One day last week, I couldn’t bear being inside my house or inside my own skin. Normally, solitude is joy, but there are certain days — and I’ve had a lot of them, this gloomy spring and summer.
I wish I could tell you I get through such times by meditating or some other spiritual practice worthy of a true hermit. Ha. Truth is, at the itchiest of those moments the only cure is to escape from the hermitage. And usually to shop.
Oh, not for designer shoes or fancy clothes, unless I can get them from a thrift store. Anything I have reason to buy will do — past-date groceries at the liquidation mart, a wastebasket at Walmart, any find from a garage sale. The mere act of leaving the house and going somewhere where there are abundant, colorful, inexpensive, fun, creative choices always picks me up.
So does outdoor work, but the soggy spring and summer we’ve had has left me unmotivated.
This summer’s one-and-only real project was to be a rock wall/rock garden covering the long, low bank in front of the house. This bank:
Clear back in the depths of last winter I told The Wandering Monk to save a spot in his schedule for wall/rock garden building, “Early.

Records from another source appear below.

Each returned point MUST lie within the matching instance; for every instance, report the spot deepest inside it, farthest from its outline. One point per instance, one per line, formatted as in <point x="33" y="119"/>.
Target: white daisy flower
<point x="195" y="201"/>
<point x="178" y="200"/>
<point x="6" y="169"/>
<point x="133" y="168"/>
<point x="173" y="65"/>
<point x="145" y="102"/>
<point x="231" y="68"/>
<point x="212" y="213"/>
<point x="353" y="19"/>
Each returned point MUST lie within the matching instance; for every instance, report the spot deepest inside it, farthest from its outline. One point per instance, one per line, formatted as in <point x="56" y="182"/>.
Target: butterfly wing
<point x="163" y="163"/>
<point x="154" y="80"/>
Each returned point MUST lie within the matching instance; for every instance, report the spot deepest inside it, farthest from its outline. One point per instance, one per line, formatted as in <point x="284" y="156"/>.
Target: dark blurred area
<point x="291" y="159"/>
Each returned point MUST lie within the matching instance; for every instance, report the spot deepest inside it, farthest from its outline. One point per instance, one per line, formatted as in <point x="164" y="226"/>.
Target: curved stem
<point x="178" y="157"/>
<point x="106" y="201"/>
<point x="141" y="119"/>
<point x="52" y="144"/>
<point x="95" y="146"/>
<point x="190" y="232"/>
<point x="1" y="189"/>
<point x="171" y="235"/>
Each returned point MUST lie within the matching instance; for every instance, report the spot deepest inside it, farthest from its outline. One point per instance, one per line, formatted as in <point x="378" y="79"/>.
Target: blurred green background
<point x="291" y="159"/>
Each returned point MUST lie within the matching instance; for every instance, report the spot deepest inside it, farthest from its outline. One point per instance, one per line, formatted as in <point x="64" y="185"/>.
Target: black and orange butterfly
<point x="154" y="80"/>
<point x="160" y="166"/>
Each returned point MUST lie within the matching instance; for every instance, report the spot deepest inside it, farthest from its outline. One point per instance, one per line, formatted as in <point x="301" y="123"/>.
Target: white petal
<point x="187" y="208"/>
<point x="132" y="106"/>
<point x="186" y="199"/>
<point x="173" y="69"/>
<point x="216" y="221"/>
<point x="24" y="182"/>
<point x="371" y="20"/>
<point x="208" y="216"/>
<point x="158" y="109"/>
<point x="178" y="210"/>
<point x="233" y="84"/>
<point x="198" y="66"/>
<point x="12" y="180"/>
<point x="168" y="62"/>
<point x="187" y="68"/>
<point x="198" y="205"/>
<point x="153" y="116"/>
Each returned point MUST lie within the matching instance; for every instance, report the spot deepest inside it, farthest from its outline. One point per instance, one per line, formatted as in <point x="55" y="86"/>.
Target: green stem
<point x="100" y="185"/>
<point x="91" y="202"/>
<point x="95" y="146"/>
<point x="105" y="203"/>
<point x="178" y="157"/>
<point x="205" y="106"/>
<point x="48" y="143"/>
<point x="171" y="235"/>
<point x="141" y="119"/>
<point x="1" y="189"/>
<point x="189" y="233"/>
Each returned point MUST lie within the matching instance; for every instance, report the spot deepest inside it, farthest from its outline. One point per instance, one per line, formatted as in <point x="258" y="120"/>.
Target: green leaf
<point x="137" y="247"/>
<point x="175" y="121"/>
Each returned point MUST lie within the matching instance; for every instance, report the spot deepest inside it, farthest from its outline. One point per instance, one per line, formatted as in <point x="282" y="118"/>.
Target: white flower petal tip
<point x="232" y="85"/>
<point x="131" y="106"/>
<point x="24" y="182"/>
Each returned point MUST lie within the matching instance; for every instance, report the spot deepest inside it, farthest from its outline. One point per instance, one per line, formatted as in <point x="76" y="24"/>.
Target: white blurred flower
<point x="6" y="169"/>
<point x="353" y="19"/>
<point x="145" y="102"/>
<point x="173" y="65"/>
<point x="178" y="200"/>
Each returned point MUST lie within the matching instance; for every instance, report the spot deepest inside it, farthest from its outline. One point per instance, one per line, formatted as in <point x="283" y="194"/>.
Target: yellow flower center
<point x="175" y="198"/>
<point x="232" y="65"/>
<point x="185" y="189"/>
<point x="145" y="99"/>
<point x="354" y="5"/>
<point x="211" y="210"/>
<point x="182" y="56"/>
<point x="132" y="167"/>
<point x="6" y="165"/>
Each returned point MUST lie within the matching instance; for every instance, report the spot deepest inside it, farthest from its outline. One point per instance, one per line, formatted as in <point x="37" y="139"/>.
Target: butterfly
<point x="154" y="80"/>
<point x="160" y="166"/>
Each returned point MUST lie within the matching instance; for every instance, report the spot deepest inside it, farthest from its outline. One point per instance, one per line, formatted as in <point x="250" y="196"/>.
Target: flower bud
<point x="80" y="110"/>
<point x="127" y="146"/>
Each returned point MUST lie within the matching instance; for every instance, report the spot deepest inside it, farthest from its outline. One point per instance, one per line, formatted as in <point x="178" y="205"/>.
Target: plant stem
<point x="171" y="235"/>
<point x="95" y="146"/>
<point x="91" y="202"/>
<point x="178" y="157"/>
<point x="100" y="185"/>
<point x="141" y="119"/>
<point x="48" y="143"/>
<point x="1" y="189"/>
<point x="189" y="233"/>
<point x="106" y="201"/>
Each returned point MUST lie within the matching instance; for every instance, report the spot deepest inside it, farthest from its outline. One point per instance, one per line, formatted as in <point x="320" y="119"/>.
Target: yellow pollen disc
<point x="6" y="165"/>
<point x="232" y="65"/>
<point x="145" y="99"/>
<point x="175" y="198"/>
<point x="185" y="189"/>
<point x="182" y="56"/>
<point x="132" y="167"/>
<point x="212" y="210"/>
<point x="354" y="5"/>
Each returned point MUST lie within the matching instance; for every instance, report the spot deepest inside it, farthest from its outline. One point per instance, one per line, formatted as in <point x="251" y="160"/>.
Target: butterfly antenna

In May, as soon as weather permits.” However, May didn’t permit. June didn’t permit. Early July didn’t permit. Or rather, I lost my oomph somewhere in the spring and haven’t been able to get it back thanks to rain, but mostly to inertia.
Then that itchy-mood day came last week. I ended up serendipitously combining two curatives — I shopped and thus got myself project-motivated. That day, lo and behold, the place that passes for our local garden center was having a CLEARANCE CLEARANCE CLEARANCE sale on all plants.
You know I’m a black-thumb person when it comes to growing plants. Shamefully terrible at it. But since the house is down to finishing details, I’m slowly embarking on the project of getting rid of every last damn bit of lawn on the house side of the street. I’ll still keep grass on the lot across the road because that’s going to be my little private park (probably about the time I get too old to totter over to enjoy it), but eventually every bit of land around the house will be covered with:
- Perennial plants
- River rock
- Cedar bark
- Bulb plants
- Stepping stones
- Garden sculptures
- Gravel Paths
- Raised-bed veggie gardens (yes, eventually)
- Container herb gardens
- Rock gardens
- Ponds (I salvaged two forms from the backyard of the flatlands house)
- Brick mini-patios
I’m conducting a War on Lawns and I swear it will be more successful than any “War on _____” that the fedgov ever concocted.
So a clearance sale on plants? Herbs for $0.50? Gallon containers of tomato plants for $1.50? Sedges and Irish moss $1.50 per pot? Weird purple perennials I’ve never laid eyes on before for practically nothing? Irresistible.
The best thing I found were these seedum tiles, half off.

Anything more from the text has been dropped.